MolmoMotion: Language-guided 3D motion forecasting from Allen AI
Allen AI published a blog post on Hugging Face introducing MolmoMotion, a system for language-guided 3D motion forecasting. The work extends the Molmo model family into motion prediction tasks, combining natural language conditioning with 3D spatial reasoning. The post appears to be an announcement or demonstration of the capability, though the body content was not available for detailed review.
Related guides (3)
Related events (8)
smolagents Now Supports Vision-Language Models
Hugging Face has added vision-language model (VLM) support to its smolagents framework, enabling agents to process and reason over visual inputs alongside text. This update extends the agentic tooling ecosystem to multimodal workflows. The announcement comes from the Hugging Face blog, which serves as the primary communication channel for the smolagents project.
AnyMo: Geometry-Aware Setup-Agnostic Framework for Wearable IMU Human Motion Understanding
AnyMo is a geometry-aware framework that addresses the setup-dependence problem in wearable IMU-based human motion modeling by using physics-grounded simulation over dense body-surface placements to generate synthetic training signals. It pre-trains a graph encoder from synthetic placement views and masked partial observations, then tokenizes multi-position IMU data into full-body motion tokens aligned with an LLM for motion-language understanding. Evaluated across zero-shot activity recognition (14 unseen datasets), cross-modal retrieval, and motion captioning, AnyMo improves average Accuracy/F1 by ~11.7%/11.6%, zero-shot retrieval MRR by 15.9–28.6%, and captioning BERT-F1 by 18.8%. The work positions itself as a generalist model for wearable motion understanding transferable across devices and sensing configurations.
SmolVLA: Efficient Vision-Language-Action Model trained on Lerobot Community Data
Hugging Face introduces SmolVLA, a compact Vision-Language-Action model designed for robotics control, trained on community-contributed data from the LeRobot ecosystem. The model targets efficient deployment on resource-constrained hardware while maintaining competitive manipulation performance. This release represents a continuation of Hugging Face's strategy to democratize robotics AI through open community data pipelines.
SmolVLM2: Bringing Video Understanding to Every Device
Hugging Face introduces SmolVLM2, a family of compact vision-language models designed for video understanding on resource-constrained devices. The models extend the SmolVLM line with video comprehension capabilities while maintaining small footprints suitable for edge and on-device deployment. The release targets democratizing multimodal video understanding beyond cloud-only inference.

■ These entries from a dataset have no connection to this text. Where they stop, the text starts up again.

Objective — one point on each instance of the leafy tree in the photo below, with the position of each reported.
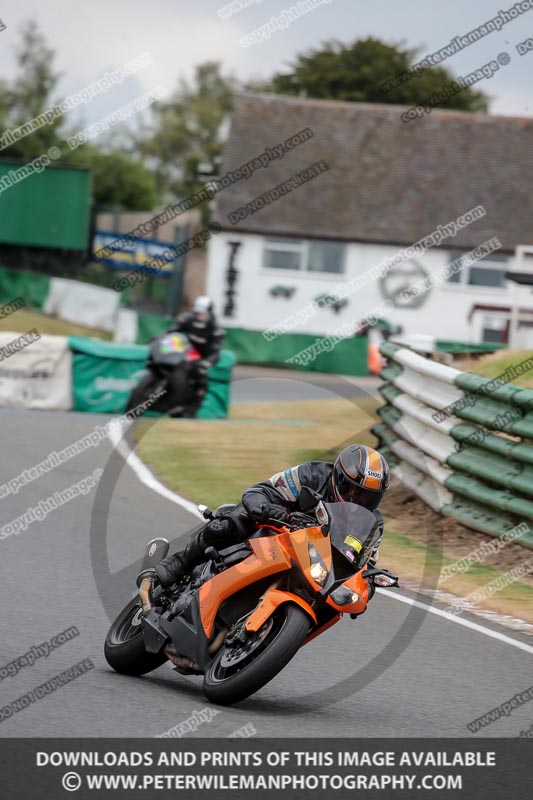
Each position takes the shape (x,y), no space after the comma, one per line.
(119,179)
(29,95)
(355,72)
(186,137)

SmolLM3: Hugging Face Releases Small Multilingual Long-Context Reasoning Model
Hugging Face has released SmolLM3, a compact language model designed for multilingual support, long-context processing, and reasoning capabilities. The model targets the small/efficient model segment while incorporating reasoning features typically associated with larger models. This release continues Hugging Face's SmolLM series aimed at capable but deployable open-weight models.
AllenAI releases olmo-eval evaluation workbench for model development
AllenAI published a blog post on Hugging Face introducing olmo-eval, an evaluation workbench designed to integrate into the model development loop. The tool appears aimed at streamlining evaluation workflows for researchers iterating on open-weights models. This is relevant to the OLMo model family ecosystem and the broader open-weights evaluation infrastructure space.
GLM-5.2 announced as model built for long-horizon tasks
ZAI.org published a blog post on Hugging Face announcing GLM-5.2, a model positioned for long-horizon tasks. The post appears to be a model release announcement from the GLM (General Language Model) lineage. Limited body content is available, but the framing suggests capabilities relevant to extended reasoning or agentic workflows.
Vision Language Models (Better, faster, stronger)
A Hugging Face blog post surveys the state of vision-language models (VLMs) in 2025, covering advances in architecture, training, efficiency, and deployment. The post reviews progress across major open and closed VLMs, highlighting trends in multimodal capability, speed improvements, and practical deployment patterns. As a tier-2 commentary piece, it synthesizes the current landscape rather than announcing new research.